ALL THE WAY
VIII
Las cosas no han hecho más que empeorar, hasta llegar a este punto final e inevitable. Pero nada de eso es de extrañar.
Lo único que quiero hacer es irme, escapar lejos. Regresar al período que me vio nacer y esconderme entre los árboles. Llevarme a Kagome conmigo, hacerle reír. Sin embargo, tal como sucedió con Kaede, lo correcto es quedarme aquí. Tragarme la frustración y el enojo, dejarme acompañar y acompañar al resto. Lo he aprendido con los años. Imagino que si seguía solo como en un inicio, jamás lo hubiera sabido. Que es lo que hay que hacer.
Kagome sigue aferrada a mí, la siento helada. El frío parece congelarnos hasta los huesos. Me obligo a pensar en qué estará haciendo Yune en casa de Miroku y Sango, que con gran apuro nos obligaron a partir, encargándose de todo. No olvido el apretón de manos de Sango, las orbes preocupadas de Miroku. No era necesario que me dijeran implícitamente que cuide de Kagome. Ha pasado más de cuatro días desde que no estamos más de dos horas con nuestros amigos y nuestra hija. Simplemente, Kagome necesita estar aquí. Y yo siempre seré su piedra de apoyo.
Sōta mira sus pies, está sentado sin ganas en un silla de espera. Naomi camina de lado a lado, abrazándose con un brazo, su otra mano cerca de su boca. Los latidos del corazón de Kagome no son del todo normales. Todos saben lo que ocurrirá, pero nadie parece querer asumirlo.
El doctor vuelve a aparecer y nos juntamos para escuchar lo que dice. Las noticias son malas. Comprendo lo que quiere decir: lo más humano es inducirlo al sueño. Kagome solloza y la aprieto más fuerte contra mí. Abrazo a Sōta (como si aún fuera un niño pequeño que teme a la oscuridad) con mi otro brazo y él acepta, apoyando la cabeza en mi pecho. Naomi cierra los ojos unos momentos, con las lágrimas a punto de caer, y asiente levemente.
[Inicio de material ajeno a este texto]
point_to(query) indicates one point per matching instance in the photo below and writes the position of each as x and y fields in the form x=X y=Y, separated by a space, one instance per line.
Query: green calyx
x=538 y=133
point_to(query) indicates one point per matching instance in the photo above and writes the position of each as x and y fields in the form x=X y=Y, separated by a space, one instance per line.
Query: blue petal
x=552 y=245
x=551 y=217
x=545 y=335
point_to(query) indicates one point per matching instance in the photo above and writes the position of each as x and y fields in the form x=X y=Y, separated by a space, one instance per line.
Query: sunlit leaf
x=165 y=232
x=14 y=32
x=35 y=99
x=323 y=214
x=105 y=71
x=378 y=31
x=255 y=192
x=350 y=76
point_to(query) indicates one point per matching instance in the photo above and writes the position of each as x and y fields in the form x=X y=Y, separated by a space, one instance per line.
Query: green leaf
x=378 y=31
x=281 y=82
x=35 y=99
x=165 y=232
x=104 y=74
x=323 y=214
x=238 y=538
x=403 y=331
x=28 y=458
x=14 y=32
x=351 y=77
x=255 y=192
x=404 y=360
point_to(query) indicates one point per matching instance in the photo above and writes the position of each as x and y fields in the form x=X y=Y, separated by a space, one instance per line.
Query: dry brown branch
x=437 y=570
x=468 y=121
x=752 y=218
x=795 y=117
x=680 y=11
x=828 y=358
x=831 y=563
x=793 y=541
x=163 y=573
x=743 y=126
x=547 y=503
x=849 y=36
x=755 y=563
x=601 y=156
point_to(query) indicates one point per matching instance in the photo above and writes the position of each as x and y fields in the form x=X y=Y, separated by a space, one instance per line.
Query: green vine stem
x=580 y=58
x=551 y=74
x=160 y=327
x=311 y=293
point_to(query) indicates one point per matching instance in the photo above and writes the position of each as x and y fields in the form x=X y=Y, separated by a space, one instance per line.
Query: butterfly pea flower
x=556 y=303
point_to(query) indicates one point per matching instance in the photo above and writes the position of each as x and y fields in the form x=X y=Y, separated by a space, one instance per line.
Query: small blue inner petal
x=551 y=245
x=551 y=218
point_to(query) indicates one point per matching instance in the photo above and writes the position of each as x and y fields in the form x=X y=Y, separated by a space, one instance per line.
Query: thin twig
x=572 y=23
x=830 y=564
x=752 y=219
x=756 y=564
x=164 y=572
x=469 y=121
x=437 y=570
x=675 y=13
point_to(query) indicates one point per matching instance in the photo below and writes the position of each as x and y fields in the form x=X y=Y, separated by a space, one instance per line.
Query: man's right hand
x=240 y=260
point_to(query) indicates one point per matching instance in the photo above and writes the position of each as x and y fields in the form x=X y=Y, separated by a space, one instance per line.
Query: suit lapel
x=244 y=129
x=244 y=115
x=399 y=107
El doctor nos permite un momento para despedirnos, ya que el anciano está demasiado dolorido y débil como para estar tanto tiempo despierto. Lo cierto es que se ha pasado más tiempo anestesiado que consciente. Debe ser similar a mi largo sueño clavado en el árbol, o tal vez peor.
Intento mantenerme al borde y no escuchar conversaciones que me son ajenas. He formado una parte insignificante en la vida de este hombre, pero, para mi sorpresa, resulta que soy igualmente importante para él y significante para su nieta. Me llama con un susurro que nadie más que yo logra escuchar, mientras se sorben las narices y reprimen sollozos. Él sabe todo en este momento, puedo leérselo en los ojos.
—Cuida de ella. De todos —me pide. Asiento de un solo movimiento y tomo la mano que me extiende—. Eres un buen hombre. Un gran hombre.
Las palabras se entrecortan entre sus labios.
Estamos a su alrededor, intercambiando frases cortas, conteniendo las lágrimas. Pide que le demos un beso a Yune, aún demasiado chica para comportarse en este ambiente tan humano (en este futuro que aún no puede evitar estas muertes). Le aseguramos que así será.
—Ya es hora. Necesito dormir —masculla. Sōta lo abraza durante unos segundos.
—Hasta luego, abuelo.
—Hasta luego, papá —agrega Naomi, dejándole un beso en la frente.
Kagome se acerca y lo saluda también, sin palabras. El abuelo apoya una de sus débiles manos en el vientre abultado de mi esposa, y sonríe. Luego acaricia la mano de Kagome, la mía a continuación.
—Nos veremos en algún momento —asegura.
El silencio se hace en la sala. Nuevamente quiero estar en el bosque.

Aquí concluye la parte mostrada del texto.